PPOTrainer configured for per-skill training in rearrangement tasks, producing skill checkpoint files consumed by the hierarchical policy.

Description

The same PPOTrainer.train method is used but with skill-specific configs from rl_skill.yaml. Each skill trains on a reward function shaped for its sub-task (e.g., distance-to-object for navigation, grasp success for pick). The resulting checkpoint contains a policy that operates on a filtered subset of observations and a mapped action sub-space, compatible with NnSkillPolicy loading.

Usage

Run PPOTrainer.train() with skill-specific config for each skill that needs to be learned.
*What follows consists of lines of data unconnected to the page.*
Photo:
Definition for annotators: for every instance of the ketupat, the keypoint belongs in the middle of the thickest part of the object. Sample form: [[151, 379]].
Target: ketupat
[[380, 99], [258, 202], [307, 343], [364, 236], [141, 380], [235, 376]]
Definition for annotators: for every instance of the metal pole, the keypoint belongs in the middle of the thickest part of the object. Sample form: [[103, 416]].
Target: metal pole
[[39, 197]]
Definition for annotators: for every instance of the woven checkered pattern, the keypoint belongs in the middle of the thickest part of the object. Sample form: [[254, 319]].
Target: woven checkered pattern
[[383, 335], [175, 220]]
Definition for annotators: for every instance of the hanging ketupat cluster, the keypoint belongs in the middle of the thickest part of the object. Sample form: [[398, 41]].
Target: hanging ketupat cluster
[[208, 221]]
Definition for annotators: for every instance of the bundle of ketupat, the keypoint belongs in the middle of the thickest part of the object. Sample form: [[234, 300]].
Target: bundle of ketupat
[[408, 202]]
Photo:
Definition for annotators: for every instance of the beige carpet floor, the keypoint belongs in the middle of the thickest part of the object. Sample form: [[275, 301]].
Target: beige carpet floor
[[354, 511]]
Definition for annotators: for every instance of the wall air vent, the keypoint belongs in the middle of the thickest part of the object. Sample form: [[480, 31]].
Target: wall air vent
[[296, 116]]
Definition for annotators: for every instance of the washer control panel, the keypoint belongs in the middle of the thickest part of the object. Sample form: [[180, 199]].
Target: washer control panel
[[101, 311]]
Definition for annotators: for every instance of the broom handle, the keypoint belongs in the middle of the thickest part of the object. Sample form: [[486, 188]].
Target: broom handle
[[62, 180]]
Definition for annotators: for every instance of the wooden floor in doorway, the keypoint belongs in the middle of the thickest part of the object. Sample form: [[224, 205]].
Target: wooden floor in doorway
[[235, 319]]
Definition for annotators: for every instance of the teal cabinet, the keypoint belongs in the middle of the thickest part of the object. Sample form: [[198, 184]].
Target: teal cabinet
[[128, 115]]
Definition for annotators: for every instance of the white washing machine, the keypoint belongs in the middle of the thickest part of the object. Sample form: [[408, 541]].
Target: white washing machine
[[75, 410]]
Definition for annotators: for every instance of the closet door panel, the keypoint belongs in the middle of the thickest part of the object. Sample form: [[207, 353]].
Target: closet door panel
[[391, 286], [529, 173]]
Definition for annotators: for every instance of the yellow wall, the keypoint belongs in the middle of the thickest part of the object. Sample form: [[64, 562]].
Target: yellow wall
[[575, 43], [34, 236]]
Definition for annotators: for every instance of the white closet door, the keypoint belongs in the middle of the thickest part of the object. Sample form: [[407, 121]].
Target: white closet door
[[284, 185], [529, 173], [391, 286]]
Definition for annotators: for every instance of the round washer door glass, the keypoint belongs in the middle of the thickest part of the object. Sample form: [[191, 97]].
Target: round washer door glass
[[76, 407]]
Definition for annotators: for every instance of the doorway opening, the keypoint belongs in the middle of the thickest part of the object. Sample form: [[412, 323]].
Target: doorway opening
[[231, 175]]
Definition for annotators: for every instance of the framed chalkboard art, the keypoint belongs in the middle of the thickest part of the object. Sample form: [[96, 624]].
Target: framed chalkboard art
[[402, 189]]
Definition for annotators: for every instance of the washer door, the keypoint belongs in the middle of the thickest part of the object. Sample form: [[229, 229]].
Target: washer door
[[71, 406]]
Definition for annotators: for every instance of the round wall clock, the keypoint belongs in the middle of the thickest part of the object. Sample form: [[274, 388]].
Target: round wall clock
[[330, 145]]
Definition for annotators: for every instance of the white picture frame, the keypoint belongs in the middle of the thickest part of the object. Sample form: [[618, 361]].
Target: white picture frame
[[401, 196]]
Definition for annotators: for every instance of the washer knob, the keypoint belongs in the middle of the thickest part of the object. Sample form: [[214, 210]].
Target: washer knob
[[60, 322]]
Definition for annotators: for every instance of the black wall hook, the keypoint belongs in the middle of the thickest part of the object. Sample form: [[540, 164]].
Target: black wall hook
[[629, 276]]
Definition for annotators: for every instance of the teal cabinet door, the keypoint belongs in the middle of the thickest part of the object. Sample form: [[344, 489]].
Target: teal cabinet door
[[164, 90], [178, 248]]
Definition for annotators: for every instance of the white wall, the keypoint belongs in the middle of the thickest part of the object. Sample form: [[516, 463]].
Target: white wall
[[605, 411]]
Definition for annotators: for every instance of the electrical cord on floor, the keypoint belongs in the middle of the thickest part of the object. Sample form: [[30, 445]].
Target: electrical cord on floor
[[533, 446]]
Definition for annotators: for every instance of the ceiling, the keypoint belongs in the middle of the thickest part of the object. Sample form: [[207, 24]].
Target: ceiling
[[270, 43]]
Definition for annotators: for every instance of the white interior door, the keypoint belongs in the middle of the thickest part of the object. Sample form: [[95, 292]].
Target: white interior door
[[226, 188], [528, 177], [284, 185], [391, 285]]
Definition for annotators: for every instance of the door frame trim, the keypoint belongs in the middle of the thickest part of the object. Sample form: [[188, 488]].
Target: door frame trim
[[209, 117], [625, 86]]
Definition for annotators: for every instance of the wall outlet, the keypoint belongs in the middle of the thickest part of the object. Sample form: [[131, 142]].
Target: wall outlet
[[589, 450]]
The trained checkpoint path is then referenced in the hierarchical policy config.

Code Reference

Source Location

  • Repository: habitat-lab
  • File: habitat-baselines/habitat_baselines/rl/ppo/ppo_trainer.py (training loop), habitat-baselines/habitat_baselines/rl/hrl/skills/skill.py (SkillPolicy base), habitat-baselines/habitat_baselines/rl/hrl/skills/nn_skill.py (NnSkillPolicy)
  • Lines: L655-801 (PPOTrainer.train), skills/skill.py:L20-74 (SkillPolicy.__init__)

Signature

# Same PPOTrainer.train() but invoked with skill config
class PPOTrainer(BaseRLTrainer):
    def train(self) -> None:
        """Train a single skill policy using PPO."""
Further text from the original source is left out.